Instead of attending class on Tuesday, I spent the day calling Kansas residents to remind them to vote. Mainly, I did so because I’m paid to — I work for one of the two major Kansas political parties. But there’s another reason to skip: Seabury should not have classes on Election Day in the first place.
We have a problem with voter turnout in the United States. Even in high-profile presidential election years, fewer than sixty percent of Americans participate. Diverse factors contribute to this problem, including voter apathy and disillusionment. Still, low turnout is mostly a policy problem: for many, voting is far from easy. State and local governments have made it intentionally difficult to cast a ballot. Voter registration deadlines, for example, disenfranchise millions of potential voters. Some attempts at stifling turnout are more obvious: in North Carolina last week, police used pepper spray to force mostly minority voters away from a polling place. But one nationally-relevant reason is more simple: people are just too busy.
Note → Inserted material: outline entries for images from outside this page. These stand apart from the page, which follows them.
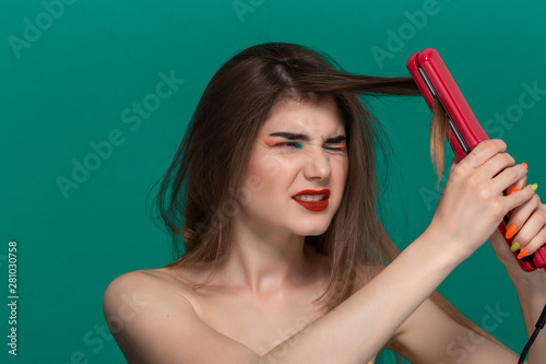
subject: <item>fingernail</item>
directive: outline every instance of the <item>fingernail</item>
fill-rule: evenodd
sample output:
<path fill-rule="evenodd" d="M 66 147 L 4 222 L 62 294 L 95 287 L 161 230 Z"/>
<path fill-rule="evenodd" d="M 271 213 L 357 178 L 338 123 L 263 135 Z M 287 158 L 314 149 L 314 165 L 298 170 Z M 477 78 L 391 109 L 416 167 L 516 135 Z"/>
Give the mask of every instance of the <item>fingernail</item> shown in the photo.
<path fill-rule="evenodd" d="M 506 235 L 507 239 L 511 239 L 517 231 L 518 231 L 518 227 L 515 227 L 515 225 L 508 226 L 507 235 Z"/>
<path fill-rule="evenodd" d="M 515 250 L 518 250 L 519 248 L 521 248 L 520 243 L 518 243 L 518 242 L 513 242 L 512 246 L 510 247 L 510 250 L 515 251 Z"/>

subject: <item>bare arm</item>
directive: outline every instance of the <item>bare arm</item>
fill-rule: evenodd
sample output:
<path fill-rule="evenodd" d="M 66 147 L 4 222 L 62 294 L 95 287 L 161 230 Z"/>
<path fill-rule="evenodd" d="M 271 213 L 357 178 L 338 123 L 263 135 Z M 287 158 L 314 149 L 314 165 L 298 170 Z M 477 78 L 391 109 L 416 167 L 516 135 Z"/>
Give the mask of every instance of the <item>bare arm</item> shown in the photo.
<path fill-rule="evenodd" d="M 502 216 L 533 196 L 531 188 L 502 196 L 526 173 L 523 166 L 503 171 L 513 166 L 505 150 L 502 141 L 490 140 L 458 166 L 453 161 L 432 219 L 435 227 L 429 226 L 344 303 L 262 357 L 206 327 L 189 303 L 174 306 L 174 298 L 181 297 L 167 297 L 165 290 L 150 283 L 120 280 L 109 286 L 107 321 L 118 315 L 120 296 L 136 289 L 144 292 L 147 305 L 123 322 L 115 337 L 142 363 L 367 363 L 446 277 L 487 240 Z"/>
<path fill-rule="evenodd" d="M 105 317 L 129 363 L 367 363 L 462 260 L 451 243 L 425 232 L 344 303 L 263 356 L 211 329 L 189 302 L 141 272 L 110 283 Z"/>

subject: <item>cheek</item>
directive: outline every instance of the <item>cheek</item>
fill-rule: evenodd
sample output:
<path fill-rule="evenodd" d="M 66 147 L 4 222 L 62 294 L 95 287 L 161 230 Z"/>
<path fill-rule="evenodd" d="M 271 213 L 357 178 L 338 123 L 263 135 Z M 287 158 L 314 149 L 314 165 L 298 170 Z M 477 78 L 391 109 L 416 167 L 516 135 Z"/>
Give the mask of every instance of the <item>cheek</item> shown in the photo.
<path fill-rule="evenodd" d="M 250 161 L 245 185 L 252 191 L 256 202 L 289 197 L 289 188 L 297 175 L 297 163 L 281 155 L 254 155 Z"/>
Fortunately, this latter problem has a simple solution: declaring Election Day a national holiday. Long and rigid work hours make it difficult to make a plan to vote, especially for lower-income groups. For students, particularly the small and often inactive group of voters who are still in high school, busy schedules have the same deterrent effect. Giving more workers and students the day off would certainly reduce work-related stress and encourage participation in elections. Unfortunately, legislative gridlock may prevent any holiday declaration from being passed for years. In the meantime, private institutions like Seabury should give students and employees the day off.
There’s another key reason to give students the day off: it would give voting the attention that it deserves. In places that commemorate elections with a holiday, voting is celebrated. In Puerto Rico, for example, Election Day features parades, parties, and marches to polling places. Unfortunately, most Americans cram a trip to the polls into a normal work day, and voting is treated like a chore. Seabury cannot, of course, solve this national problem. We can, however, encourage students and teachers to celebrate voting by making Election Day a school holiday. Democracy is worth celebrating, and Seabury should treat it as such.
By the next major election, I will likely be in college (if I graduate), so I have less stake in this than most. Still, I hope that Seabury will never again have classes on Election Day. If we truly care about civic engagement and voting, we should act like it.